To Cluster or Not to Cluster CAs

One of the many enhancements in Active Directory Certificate Services in Windows Server 2008 is support for 2 node active / passive clustering. We have a great whitepaper, Configuring and Troubleshooting Certification Authority Clustering in Windows Server 2008, which walks you through the setup process. Because we just leverage the Failover Clustering already in Windows, the supported hardware and software configurations for running a highly available CA are the same for running other applications on a cluster. Many of the customers I work with have recently asked about whether or not they should implement clustered CAs and the answer really depends on what you're trying to achieve.

The first thing to understand is that having a highly available CA does not mean the same thing as having a highly available PKI. While it performs a critical role, the CA itself is only one part of the overall PKI and it could be argued that other components, such as CRL Distribution Points, are actually more sensitive to outages. In most PKIs, end entities will only talk directly to a CA to enroll for / renew certificates. If a computer enrolls for a certificate with a 2 year validity period, that computer will talk to the CA once to get the initial certificate and then not again until 98 weeks later (assuming a 6 week re-enrollment window). During that long interval, the client doesn't know or care if the CA is online, only that it can find and download a fresh revocation list. Thus, clustering CAs solely to support continuous enrollment services in the case of an outage is often inefficient; it would likely be cheaper and more simplistic to have 2 separate issuing CAs instead.

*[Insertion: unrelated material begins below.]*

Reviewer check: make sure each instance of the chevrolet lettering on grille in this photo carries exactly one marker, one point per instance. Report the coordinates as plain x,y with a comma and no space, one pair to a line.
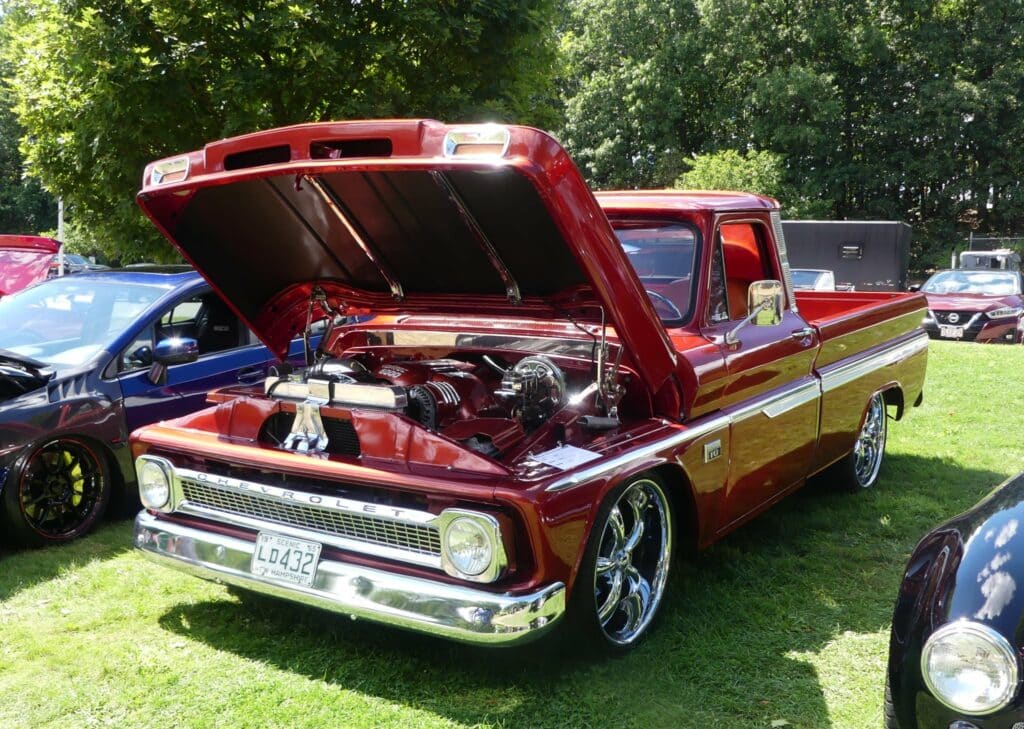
404,534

During an outage, the most critical capability to restore is that of the Certificate Revocation List (CRL). CRLs are used to ensure that certificates used by end entities are still valid and, depending on the application, the inability to retrieve a CRL with a current validity period can cause significant problems. For example, CRL retrieval issues are by far the most common root cause of smart card logon issues. Fortunately, there is no need to rely on clustering to keep CRLs fresh during an outage. So long as you have access to the CA's private key material, you can manually sign and publish CRLs while your CA is offline and ensure service continuity to your users.

None of this is meant to dissuade customers from deploying ADCS clusters, but rather intended to provide some context about what are the right scenarios to use them. The two primary needs for which I recommend clusters are for autonomous failover or geo-dispersal. While manual CRL signing and multiple issuing CAs can ensure that your PKI continues to work during the outage of a CA, some customers prefer failover to be an autonomous activity. In other words, rather than having to manually resign and republish the CRLs, they'd prefer for one CA to just take over for the other with no administrator interaction required. This is a great use case for Failover Clustering and many customers find that autonomous recovery to be worth the investment.

The other major use case is geo-dispersion of CAs to increase survivability in the case of a major disaster. Consider an organization that has multiple datacenters around the world. They may be pursuing a strategy such that one of these datacenters is able to take over for another in the case of a major disaster. Or, the organization may have a dedicated 'hot site' whose sole purpose is to take over operations in the case of the loss of the primary site. In both of these cases, CA clustering provides a great way to ensure that a failure of one site will not interrupt enrollment or CRL signing services for the clustered CA. Typically this style of clustering, known as Multi-Site Clustering, leverages partner solutions to replicate the data between sites.